Amongst retail customers, they’ve found content that relies on their own data and analysis performs well—stories such as “High-Frequency Monitoring: A Short-Sighted Behavior” and “Data Suggested Women Are Better (Behaved) Customers,” which New says helped to spawn at least five organic press articles in publications like Fortune. They’re hoping to find similar success through high-quality reporting for the BI audience.

“We use Betterment data to set our stories apart,” Kaufman says. “It’s very rare that you’d read one of our stories and say, ‘Yeah, obviously,’ because we’re always looking for fresh angles. We use data to really show evidence of the points that we’re making. And a lot of times it’s exclusive data.”

At BI, they’ll also work to replicate the successes they’ve found with interactive content, like this handy IRA calculator, and stay away from reactionary stories on breaking financial news. Though it may not include custom data or interactive content, every brand has a unique recipe for high-quality content. Identifying that winning combination and folding it into a second publication can position the new venture for similar success.

Repurpose promotion and distribution

The Betterment content team has found a winning balance between production and promotion, and it’s one they plan to use with BI’s content.
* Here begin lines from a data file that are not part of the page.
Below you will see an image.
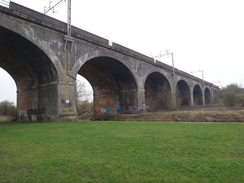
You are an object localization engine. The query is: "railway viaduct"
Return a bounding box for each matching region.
[0,2,218,121]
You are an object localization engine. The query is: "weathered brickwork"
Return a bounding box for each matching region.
[0,2,218,121]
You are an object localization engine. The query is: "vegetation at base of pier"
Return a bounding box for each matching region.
[0,100,18,119]
[0,121,244,183]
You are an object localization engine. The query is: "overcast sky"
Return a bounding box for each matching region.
[0,0,244,102]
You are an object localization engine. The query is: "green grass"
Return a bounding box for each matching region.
[0,118,11,123]
[0,122,244,183]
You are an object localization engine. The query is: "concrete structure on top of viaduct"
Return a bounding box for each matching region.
[0,2,218,121]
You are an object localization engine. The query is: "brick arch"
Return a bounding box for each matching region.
[175,79,191,107]
[204,87,211,105]
[193,84,203,105]
[144,72,172,111]
[0,26,58,120]
[73,53,138,115]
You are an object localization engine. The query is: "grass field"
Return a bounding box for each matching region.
[0,121,244,183]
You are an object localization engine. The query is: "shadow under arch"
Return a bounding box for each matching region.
[144,72,172,111]
[0,27,58,120]
[193,84,203,105]
[204,88,211,105]
[176,80,191,107]
[78,56,138,115]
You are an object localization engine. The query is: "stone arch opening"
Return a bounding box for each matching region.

“Oftentimes people spend 80 percent of their time on the actual production of the content and only 20 percent of the time on the promotional side of it,” Kaufman says. “It should be more of a balance so that you actually get people seeing and reading the content and ultimately going back to your site and converting.”

For Betterment and BI, that means a mix of social channels and strategic publishing partnerships.

“A lot of the partners we had pre-BI we knew were a bit more advisor-focused,” Kaufman says. The new BI brand allowed them to make better use of those partnerships by writing advisor-focused content to better match those publications’ audiences.

The Betterment Institutional site is just about a month old (though some relevant content from Betterment’s original resource center has helped populate the archives already), so how well the team’s blend of replication and reinvention will work remains to be seen. But their recipe is built on proven ingredients.

“We are using our original framework as a starting point, but we are very nimble,” says Kaufman. “We’ll build on it when we need to do so.”